Gibson received an art degree from the University of Texas in 1976. She spent a few years doing fine art portraits along San Antonio’s Riverwalk before moving to Houston. She was hired full-time by the police department in 1989 after more than seven years of freelance work. Gibson said she often got paid out of detectives’ coffee fund before she got hired full-time.

Earlier this year, one of Gibson’s sketches helped lead to the arrest of a man accused of fatally shooting a woman at a gas station as she vacuumed her car.

An anonymous woman spotted a man who looked similar to the sketch and used a crayon to jot down the license plate number from his truck. The woman informed police, who later found the truck at a rest stop in Kerrville and arrested the man sleeping inside.

Beau John Maloney was charged with the woman’s murder. A .38-caliber revolver Maloney had with him was connected to the woman’s death and an earlier robbery, police said.

Some police departments use computer programs to compose sketches, but Gibson and other artists say computers can’t capture the emotion, shadowing or intricate details they can put on a page.

“Police sketches are subjective, so it is very interpretive,” Streed said.

The most important part of putting together the sketch is details culled from the witness during the interview, Gibson said.

“It needs to be the most enjoyable conversation possible considering what the witness has been through,” she said. “The Holy Grail of a great interview is to get somebody to laugh.”

Streed said he tries to reach a point with the witness where it’s almost like the victim’s eyes are guiding his hand.
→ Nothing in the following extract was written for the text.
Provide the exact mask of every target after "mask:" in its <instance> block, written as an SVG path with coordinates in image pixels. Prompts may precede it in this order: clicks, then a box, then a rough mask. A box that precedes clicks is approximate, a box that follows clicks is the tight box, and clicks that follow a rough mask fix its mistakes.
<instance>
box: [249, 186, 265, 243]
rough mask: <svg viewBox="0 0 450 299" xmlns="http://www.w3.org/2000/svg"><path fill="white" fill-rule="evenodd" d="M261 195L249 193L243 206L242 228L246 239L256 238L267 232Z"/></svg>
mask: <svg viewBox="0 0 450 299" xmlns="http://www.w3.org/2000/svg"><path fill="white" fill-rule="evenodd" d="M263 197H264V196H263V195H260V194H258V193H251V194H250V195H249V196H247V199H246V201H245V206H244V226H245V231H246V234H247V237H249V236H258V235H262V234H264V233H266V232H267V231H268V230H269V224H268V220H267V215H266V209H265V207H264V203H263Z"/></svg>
“A lot of these people will come in and they will be expecting a lot because they have been hanging on to this image in their head for days, weeks and months,” he said. “It can be very cathartic.”

Many, however, continue to believe trauma causes people to forget what their attacker looked like, but Gibson said she knows from her own experience - she says she was raped at 21 while living in California - that trauma “indelibly imprints” the attacker’s image.

“There was like an energy force inside of me and you could let it be a loose cannon of hurt,” Gibson said. “But I took the feelings I had and I hitched it up to my efforts and I have all this energy to help anybody now. And all I have to do is draw faces.”